Explore the Potential with AI-Driven Innovation
The specialised, focused library is developed on demand with the most recent virtual screening and parameter assessment technology, guided by the Receptor.AI drug discovery platform. This approach exceeds the capabilities of traditional methods and offers compounds with higher activity, selectivity, and safety.
The compounds are cherry-picked from the vast virtual chemical space of over 60B molecules. The synthesis and delivery of compounds is facilitated by our partner Reaxense.

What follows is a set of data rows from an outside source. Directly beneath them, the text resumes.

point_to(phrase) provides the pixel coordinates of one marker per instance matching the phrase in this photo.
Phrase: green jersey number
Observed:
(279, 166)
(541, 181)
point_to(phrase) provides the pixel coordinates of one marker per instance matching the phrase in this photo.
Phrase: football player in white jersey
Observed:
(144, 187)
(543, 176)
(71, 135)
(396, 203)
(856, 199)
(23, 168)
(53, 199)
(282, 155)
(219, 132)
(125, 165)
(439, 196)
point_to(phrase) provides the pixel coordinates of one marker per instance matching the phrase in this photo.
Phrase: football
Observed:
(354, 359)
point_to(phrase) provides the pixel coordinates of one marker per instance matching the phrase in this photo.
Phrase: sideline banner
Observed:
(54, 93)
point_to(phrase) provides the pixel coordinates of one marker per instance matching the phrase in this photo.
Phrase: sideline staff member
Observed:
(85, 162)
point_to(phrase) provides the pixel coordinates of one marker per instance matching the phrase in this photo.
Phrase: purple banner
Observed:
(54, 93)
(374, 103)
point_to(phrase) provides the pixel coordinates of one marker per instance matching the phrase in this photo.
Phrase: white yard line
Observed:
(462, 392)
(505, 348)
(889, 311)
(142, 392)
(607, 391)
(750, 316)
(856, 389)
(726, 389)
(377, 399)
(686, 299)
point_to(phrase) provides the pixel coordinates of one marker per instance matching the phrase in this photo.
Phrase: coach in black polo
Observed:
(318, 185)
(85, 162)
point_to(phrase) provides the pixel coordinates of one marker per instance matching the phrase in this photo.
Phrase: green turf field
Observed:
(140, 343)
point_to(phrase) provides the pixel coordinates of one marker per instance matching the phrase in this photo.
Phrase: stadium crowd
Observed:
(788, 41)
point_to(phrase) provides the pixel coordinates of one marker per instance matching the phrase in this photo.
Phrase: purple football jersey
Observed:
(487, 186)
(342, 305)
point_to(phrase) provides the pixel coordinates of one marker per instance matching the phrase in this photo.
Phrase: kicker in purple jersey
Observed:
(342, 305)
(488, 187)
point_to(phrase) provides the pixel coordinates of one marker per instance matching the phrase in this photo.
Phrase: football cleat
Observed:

Contained in the library are leading modulators, each labelled with 38 ADME-Tox and 32 physicochemical and drug-likeness qualities. In addition, each compound is illustrated with its optimal docking poses, affinity scores, and activity scores, giving a complete picture.
Our high-tech, dedicated method is applied to construct targeted libraries.
Fig. 1. The sreening workflow of Receptor.AI
By deploying molecular simulations, our approach comprehensively covers a broad array of proteins, tracking their flexibility and dynamics individually and within complexes. Ensemble virtual screening is utilised to take into account conformational dynamics, identifying pivotal binding sites located within functional regions and at allosteric locations. This thorough exploration ensures that every conceivable mechanism of action is considered, aiming to identify new therapeutic targets and advance lead compounds throughout a vast spectrum of biological functions.
Our library stands out due to several important features:
partner
Reaxense
upacc
Q8WYR1
UPID:
PI3R5_HUMAN
Alternative names:
PI3-kinase p101 subunit; Phosphatidylinositol 4,5-bisphosphate 3-kinase regulatory subunit; Protein FOAP-2; PtdIns-3-kinase p101; p101-PI3K
Alternative UPACC:
Q8WYR1; B0LPH4; D3DTS3; Q5G936; Q5G938; Q5G939; Q8IZ23; Q9Y2Y2
Background:
Phosphoinositide 3-kinase regulatory subunit 5, known as PI3-kinase p101 subunit among other names, plays a pivotal role in cellular processes by acting as a regulatory component of the PI3K gamma complex. It facilitates the recruitment of the catalytic subunit to the plasma membrane through interaction with beta-gamma G protein dimers, essential for G protein-mediated activation of PIK3CG.
Therapeutic significance:
Linked to Ataxia-oculomotor apraxia 3, a disease characterized by cerebellar ataxia, oculomotor apraxia, areflexia, and peripheral neuropathy, this protein's genetic variants underscore its clinical importance. Understanding the role of Phosphoinositide 3-kinase regulatory subunit 5 could open doors to potential therapeutic strategies for this autosomal recessive disease.